Joey Levin: Yes. I could challenge a few things and I don’t really think this is a reboot of Angi, but let me engage on the TAM first and then come back to the other part. The TAM for Angi is the same that it’s been and has been the same for quite some time. Some people say the U.S. market is 400 billion or 600 billion, but let’s just stick with 400 billion as the home services market and that includes the simple services and all the way to the more complex services. We’re still servicing the more complex services. We’re just not doing that through our services product. We’re doing that through our ads and leads product. And that’s a really actually phenomenal channel for our ads and leads product because those leads are very valuable to contractors.
And we can make real money on that and continue to and have a great customer experience where a homeowner comes to our platform, looks for a service professional who can deliver in those complex services and we help find them a service professional who can deliver in those more complex services, and we’re paid on that on a, either on a lead basis or on a fixed annual contract basis from the service professional. That’s a great place for us to be. Again, there’s a revenue recognition difference, which is, if you stick with the 400 billion, pick what percentage you think is spent on marketing, some say between 10% and 20% dispensed on marketing, call that 40 billion to 80 billion, that’s still the area that we’re playing in. It’s just booked now is 40 billion to 80 billion instead of the 400 billion.
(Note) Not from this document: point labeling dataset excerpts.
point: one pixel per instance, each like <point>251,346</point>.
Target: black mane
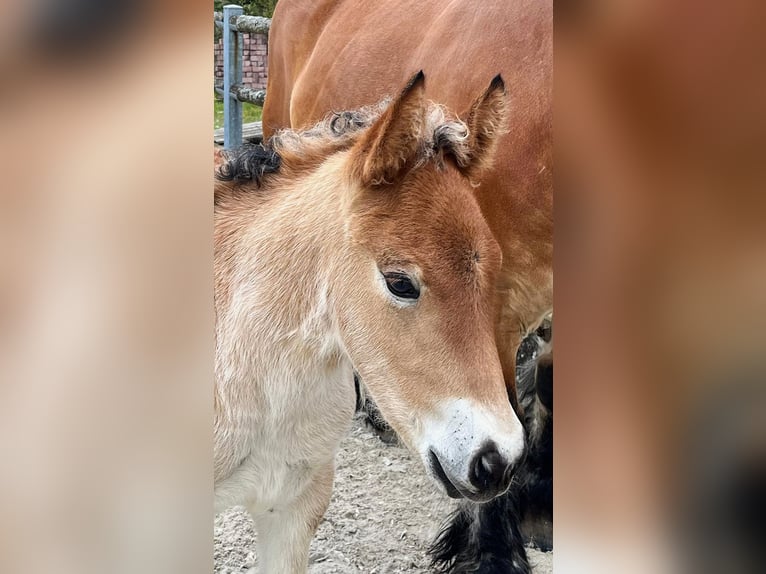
<point>250,163</point>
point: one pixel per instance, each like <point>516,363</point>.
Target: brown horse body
<point>341,54</point>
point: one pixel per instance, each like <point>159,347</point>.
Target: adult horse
<point>328,55</point>
<point>357,244</point>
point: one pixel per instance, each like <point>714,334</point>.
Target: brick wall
<point>254,61</point>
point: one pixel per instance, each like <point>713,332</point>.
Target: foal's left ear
<point>392,142</point>
<point>487,120</point>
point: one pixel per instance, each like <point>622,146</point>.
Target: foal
<point>357,244</point>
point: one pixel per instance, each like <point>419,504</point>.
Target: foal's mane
<point>290,152</point>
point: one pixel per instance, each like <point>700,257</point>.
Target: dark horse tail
<point>490,538</point>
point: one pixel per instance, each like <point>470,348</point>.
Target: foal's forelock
<point>290,152</point>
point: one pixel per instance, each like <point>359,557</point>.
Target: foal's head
<point>416,300</point>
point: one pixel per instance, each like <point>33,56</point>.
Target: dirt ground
<point>383,515</point>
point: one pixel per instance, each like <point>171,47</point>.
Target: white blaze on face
<point>458,430</point>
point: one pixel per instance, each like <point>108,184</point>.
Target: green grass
<point>250,113</point>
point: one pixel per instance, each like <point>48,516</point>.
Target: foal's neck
<point>297,243</point>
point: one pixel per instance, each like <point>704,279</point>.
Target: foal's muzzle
<point>490,475</point>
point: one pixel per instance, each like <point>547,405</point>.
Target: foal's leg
<point>285,533</point>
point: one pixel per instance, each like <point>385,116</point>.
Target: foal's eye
<point>401,286</point>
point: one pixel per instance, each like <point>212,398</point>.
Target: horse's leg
<point>285,532</point>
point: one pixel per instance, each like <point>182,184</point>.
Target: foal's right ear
<point>392,142</point>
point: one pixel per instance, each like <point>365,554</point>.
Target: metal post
<point>232,75</point>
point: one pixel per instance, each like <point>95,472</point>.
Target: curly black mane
<point>250,163</point>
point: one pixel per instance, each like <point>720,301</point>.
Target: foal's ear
<point>380,156</point>
<point>487,120</point>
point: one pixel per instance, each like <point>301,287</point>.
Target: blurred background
<point>106,347</point>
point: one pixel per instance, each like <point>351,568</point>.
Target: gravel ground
<point>383,515</point>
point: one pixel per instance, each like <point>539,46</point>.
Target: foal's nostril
<point>490,471</point>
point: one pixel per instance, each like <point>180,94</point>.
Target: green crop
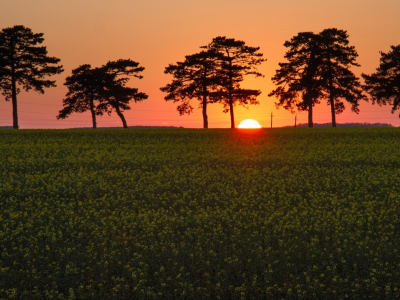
<point>200,214</point>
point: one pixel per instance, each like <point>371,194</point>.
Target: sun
<point>249,124</point>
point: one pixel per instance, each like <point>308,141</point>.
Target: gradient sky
<point>156,33</point>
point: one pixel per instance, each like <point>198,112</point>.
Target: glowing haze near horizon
<point>156,33</point>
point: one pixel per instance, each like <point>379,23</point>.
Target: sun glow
<point>249,124</point>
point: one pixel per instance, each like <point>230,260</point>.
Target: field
<point>200,214</point>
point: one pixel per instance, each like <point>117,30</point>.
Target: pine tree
<point>337,80</point>
<point>194,78</point>
<point>24,63</point>
<point>297,80</point>
<point>85,92</point>
<point>116,95</point>
<point>238,60</point>
<point>384,84</point>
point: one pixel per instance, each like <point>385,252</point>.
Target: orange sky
<point>156,33</point>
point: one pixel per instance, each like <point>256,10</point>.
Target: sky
<point>157,33</point>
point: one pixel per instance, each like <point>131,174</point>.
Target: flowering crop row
<point>200,214</point>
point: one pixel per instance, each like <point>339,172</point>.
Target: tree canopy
<point>384,84</point>
<point>85,92</point>
<point>297,80</point>
<point>102,90</point>
<point>238,60</point>
<point>194,78</point>
<point>117,95</point>
<point>337,80</point>
<point>25,64</point>
<point>318,68</point>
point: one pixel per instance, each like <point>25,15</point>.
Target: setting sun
<point>249,123</point>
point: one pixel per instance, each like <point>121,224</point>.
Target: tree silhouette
<point>297,79</point>
<point>237,61</point>
<point>384,84</point>
<point>196,77</point>
<point>24,63</point>
<point>85,88</point>
<point>337,81</point>
<point>116,94</point>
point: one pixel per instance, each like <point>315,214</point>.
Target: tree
<point>194,78</point>
<point>24,63</point>
<point>384,84</point>
<point>337,81</point>
<point>85,92</point>
<point>297,79</point>
<point>238,60</point>
<point>116,94</point>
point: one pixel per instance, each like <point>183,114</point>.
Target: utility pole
<point>272,115</point>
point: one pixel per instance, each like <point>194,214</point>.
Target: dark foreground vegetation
<point>193,214</point>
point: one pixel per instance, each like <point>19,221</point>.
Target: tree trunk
<point>333,110</point>
<point>93,114</point>
<point>331,96</point>
<point>119,113</point>
<point>14,96</point>
<point>232,115</point>
<point>14,100</point>
<point>205,118</point>
<point>310,121</point>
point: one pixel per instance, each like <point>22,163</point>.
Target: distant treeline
<point>344,125</point>
<point>317,69</point>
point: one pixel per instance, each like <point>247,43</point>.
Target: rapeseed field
<point>200,214</point>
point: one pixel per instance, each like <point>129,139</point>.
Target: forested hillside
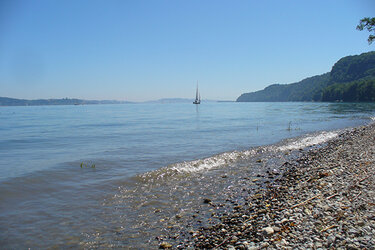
<point>352,79</point>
So, we are still in that. We’re still in that with a product that services that customer. We are just not in that example doing the kitchen or the remodel ourselves or being in the middle of that transaction, where we’re in the middle of the transaction is when it’s the smaller, less complex jobs. In terms of reboot and where we’re going with Angi overall, we there is no question we overspent in 2022. There’s no question we tried a lot of things, some of which did not work. We shouldn’t take from that lesson to not try new things. We should take from that lesson to when you’re trying new things to be more diligent and efficient on capital. And really importantly, and I said this in the shareholder letter and I’ve been saying it a lot internally and we’ll say it.